Le droit de la mer en vigueur fixe actuellement la zone économique exclusive d’un pays à 200 milles marins (environ 370 km) de ses côtes, lui donnant la souveraineté dans cette zone pour en exploiter les ressources. Au-delà, les eaux sont considérées juridiquement comme étant internationales.
CINQ PAYS SE DISPUTENT LE CONTRÔLE DES RICHES DÉPÔTS DE L’ARCTIQUE
La Russie, les États-Unis, le Canada, le Danemark et la Norvège se disputent ainsi depuis des dizaines d’années le contrôle des riches dépôts de l’Arctique.
Selon le gouvernement russe, les recherches des dernières années, avec notamment une expédition en octobre, démontrent toutefois que les limites du plateau continental russe dans l’Arctique s’étendent bien au-delà des 200 milles marins. La demande de Moscou comprend une partie de la dorsale de Lomonossov, également revendiquée par le Danemark et le Canada, ainsi que celle de Mendeleïev, considérée par la Russie comme étant partie intégrante du continent eurasiatique.
Depuis sa demande de 2001, la Russie a procédé à plusieurs expéditions scientifiques polaires d’envergure pour collecter des preuves devant appuyer ses revendications. En 2007, une expédition a effectué une plongée record dans les profondeurs de l’océan Arctique, plantant symboliquement à cette occasion un drapeau russe au fond des eaux polaires.

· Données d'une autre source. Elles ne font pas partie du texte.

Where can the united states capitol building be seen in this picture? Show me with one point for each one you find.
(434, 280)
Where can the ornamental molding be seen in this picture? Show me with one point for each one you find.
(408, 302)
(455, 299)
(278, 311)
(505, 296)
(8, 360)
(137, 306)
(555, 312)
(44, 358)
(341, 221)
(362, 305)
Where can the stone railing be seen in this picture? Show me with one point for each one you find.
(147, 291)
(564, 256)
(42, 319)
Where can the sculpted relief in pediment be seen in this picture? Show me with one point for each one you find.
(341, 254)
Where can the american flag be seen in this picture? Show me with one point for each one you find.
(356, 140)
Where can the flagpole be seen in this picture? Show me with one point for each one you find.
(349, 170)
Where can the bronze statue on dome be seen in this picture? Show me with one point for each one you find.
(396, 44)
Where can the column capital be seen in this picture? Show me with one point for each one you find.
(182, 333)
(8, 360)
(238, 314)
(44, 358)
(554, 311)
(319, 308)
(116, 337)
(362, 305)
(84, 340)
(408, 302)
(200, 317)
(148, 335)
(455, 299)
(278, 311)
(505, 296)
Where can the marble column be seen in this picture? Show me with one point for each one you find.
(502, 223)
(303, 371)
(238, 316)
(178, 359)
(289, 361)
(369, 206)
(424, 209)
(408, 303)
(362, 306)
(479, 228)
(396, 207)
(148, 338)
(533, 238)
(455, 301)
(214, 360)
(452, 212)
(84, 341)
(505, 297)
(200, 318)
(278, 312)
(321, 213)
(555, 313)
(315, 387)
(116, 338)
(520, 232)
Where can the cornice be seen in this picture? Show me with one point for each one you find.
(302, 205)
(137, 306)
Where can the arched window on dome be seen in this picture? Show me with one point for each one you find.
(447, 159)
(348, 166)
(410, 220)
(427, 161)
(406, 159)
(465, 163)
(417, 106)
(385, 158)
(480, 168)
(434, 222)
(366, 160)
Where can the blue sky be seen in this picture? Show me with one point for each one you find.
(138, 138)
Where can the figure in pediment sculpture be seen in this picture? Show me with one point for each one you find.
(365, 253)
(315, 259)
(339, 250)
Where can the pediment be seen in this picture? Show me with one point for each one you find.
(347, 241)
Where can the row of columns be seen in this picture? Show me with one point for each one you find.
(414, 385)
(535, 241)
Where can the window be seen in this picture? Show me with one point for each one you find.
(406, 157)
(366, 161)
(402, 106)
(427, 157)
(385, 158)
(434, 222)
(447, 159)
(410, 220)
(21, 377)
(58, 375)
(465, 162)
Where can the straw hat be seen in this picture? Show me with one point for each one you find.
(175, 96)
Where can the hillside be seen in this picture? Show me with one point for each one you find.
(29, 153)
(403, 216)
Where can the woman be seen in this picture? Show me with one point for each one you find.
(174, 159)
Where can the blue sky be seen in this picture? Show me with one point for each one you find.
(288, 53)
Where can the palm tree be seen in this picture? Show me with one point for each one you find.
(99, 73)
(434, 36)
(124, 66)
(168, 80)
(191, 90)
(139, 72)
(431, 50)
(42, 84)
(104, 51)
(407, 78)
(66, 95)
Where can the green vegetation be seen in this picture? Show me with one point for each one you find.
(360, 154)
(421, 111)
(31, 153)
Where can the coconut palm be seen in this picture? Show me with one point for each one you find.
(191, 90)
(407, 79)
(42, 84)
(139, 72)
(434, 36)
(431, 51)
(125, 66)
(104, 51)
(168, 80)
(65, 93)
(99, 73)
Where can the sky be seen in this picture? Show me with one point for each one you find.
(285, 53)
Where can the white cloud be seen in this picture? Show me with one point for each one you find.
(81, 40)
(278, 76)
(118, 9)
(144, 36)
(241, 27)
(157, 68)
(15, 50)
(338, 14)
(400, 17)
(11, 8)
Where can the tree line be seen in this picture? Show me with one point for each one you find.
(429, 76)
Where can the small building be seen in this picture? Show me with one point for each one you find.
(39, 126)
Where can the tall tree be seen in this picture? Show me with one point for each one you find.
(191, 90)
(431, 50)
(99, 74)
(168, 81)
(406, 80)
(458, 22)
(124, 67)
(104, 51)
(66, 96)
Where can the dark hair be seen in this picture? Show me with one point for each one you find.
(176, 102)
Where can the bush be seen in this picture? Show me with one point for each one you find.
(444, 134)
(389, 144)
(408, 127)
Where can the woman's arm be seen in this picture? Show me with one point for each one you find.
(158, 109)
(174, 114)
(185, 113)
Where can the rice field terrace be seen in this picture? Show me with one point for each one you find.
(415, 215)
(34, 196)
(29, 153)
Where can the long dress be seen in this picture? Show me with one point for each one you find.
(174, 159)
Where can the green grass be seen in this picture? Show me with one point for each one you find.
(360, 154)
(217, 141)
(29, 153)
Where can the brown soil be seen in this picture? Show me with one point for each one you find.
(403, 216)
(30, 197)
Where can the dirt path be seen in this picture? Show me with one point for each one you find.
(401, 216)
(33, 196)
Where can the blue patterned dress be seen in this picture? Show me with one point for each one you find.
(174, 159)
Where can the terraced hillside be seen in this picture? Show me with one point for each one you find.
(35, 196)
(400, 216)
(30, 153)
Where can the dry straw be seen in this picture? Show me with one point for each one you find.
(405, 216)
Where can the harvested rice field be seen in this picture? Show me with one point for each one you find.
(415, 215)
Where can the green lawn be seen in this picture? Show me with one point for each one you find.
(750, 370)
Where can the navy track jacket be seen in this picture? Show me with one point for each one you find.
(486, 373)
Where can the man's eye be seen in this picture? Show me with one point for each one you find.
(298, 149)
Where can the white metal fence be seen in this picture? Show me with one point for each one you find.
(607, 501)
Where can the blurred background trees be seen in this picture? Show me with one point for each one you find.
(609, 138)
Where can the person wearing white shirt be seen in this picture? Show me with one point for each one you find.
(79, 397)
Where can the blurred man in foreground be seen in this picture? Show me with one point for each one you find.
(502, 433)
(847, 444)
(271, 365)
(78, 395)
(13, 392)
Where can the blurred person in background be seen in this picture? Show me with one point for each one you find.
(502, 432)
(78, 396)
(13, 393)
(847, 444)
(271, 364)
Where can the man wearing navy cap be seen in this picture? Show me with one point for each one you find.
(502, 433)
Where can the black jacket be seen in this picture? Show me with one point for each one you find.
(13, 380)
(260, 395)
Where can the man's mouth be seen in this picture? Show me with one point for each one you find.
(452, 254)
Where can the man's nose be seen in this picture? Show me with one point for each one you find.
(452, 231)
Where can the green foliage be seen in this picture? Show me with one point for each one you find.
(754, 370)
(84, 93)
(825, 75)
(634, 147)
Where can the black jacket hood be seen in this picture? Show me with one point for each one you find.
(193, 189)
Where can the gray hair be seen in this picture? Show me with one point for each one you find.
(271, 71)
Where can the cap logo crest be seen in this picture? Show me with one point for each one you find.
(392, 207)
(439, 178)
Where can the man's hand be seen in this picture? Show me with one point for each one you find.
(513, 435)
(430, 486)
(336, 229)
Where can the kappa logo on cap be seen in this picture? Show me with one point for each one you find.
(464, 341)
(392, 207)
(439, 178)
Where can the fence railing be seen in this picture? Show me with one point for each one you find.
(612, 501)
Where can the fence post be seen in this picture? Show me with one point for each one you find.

UNE DES PRIORITÉS DE LA DIPLOMARTIE RUSSE
Parallèlement, le président Vladimir Poutine a accentué l’attention portée à la question de l’Arctique, établissant une commission spéciale chargée de développer les projets économiques dans la région, tandis que les manœuvres militaires d’ampleur s’y sont multipliées.
La doctrine militaire navale russe a également été modifiée en juillet pour mettre l’accent sur l’importance stratégique de l’Arctique, avec notamment le développement de la Flotte du Nord.
Le ministère russe des Affaires étrangères a de son côté indiqué que la demande russe était une des «priorités» de sa diplomatie et qu’il attendait un examen de la requête à l’automne.